How does "Force Re-check" work?

I have been using uTorrent for a long time. I have used its "force recheck" feature countless time. Every time it surprises me how uTorrent successfully detects which parts of the file had been downloaded and which parts are yet to be downloaded. It checks them even if you are not connected to internet; so I presume that it doesn't download any data from internet to do this check.

Can you please explain me how this "force recheck" feature works. I think that a hash for every single piece is kept in the .torrent file; but I'm not sure, it is just a guess. I searched in Google with keywords "torrent file format" to find the file format of .torrent files, but instead it returned a lot of torrent search results. So Google is not my friend this time. Please explain it to me.

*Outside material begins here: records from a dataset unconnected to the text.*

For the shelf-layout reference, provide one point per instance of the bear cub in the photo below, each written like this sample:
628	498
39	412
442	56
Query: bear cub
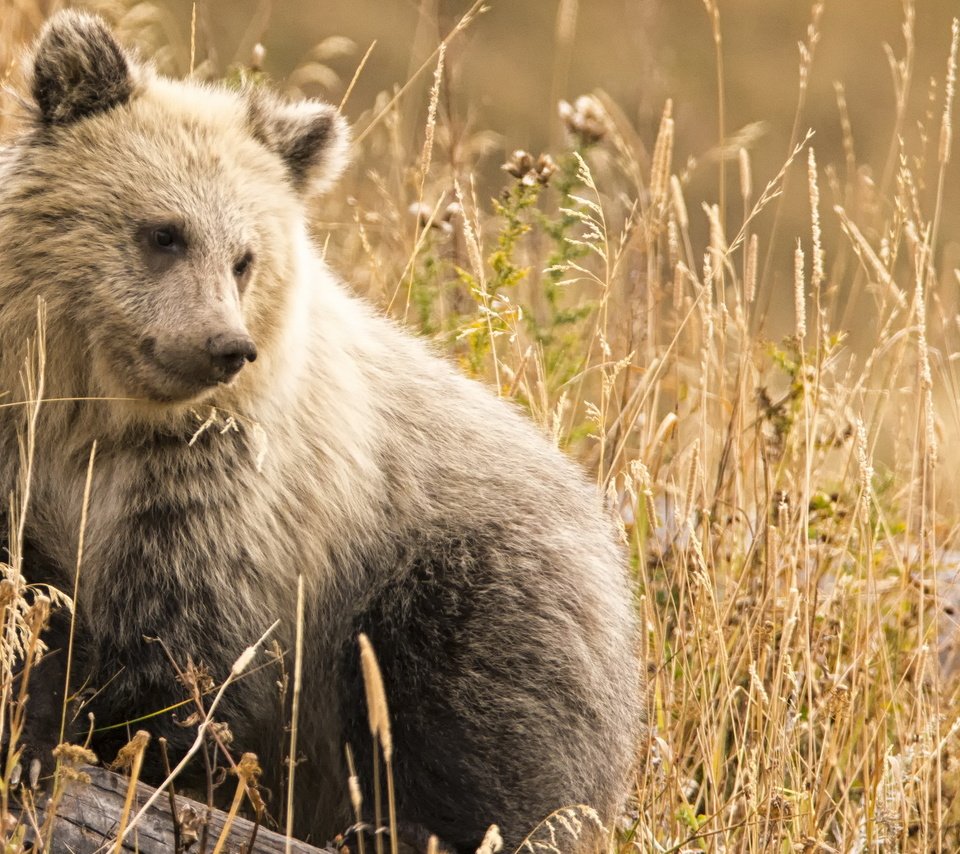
255	422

As I understand it, the torrent file contains a hash for each piece of the file you are downloading. It simply checks the hashes for each piece you think you have, against the checklist. Much like when you download a torrent, any piece that does not match is discarded.

In more detail, based off the bitorrent specifications you have your downloaded file, 'piece length' and 'pieces'. Piece length is the size of each piece, and pieces is simply the sha1 sum of each piece, appended to the previous piece to form a long string.

To simplify things, lets assume you preallocated the file, and you basically have a large 'padded' file of equal length to your source file. First, based off piece length, the program gets the first n bits of the file, and does a SHA1 sum. It then compares the SHA1 sum of the file to the corresponding part of 'pieces'. If they match, we're good. Else, its marked as no good and discarded.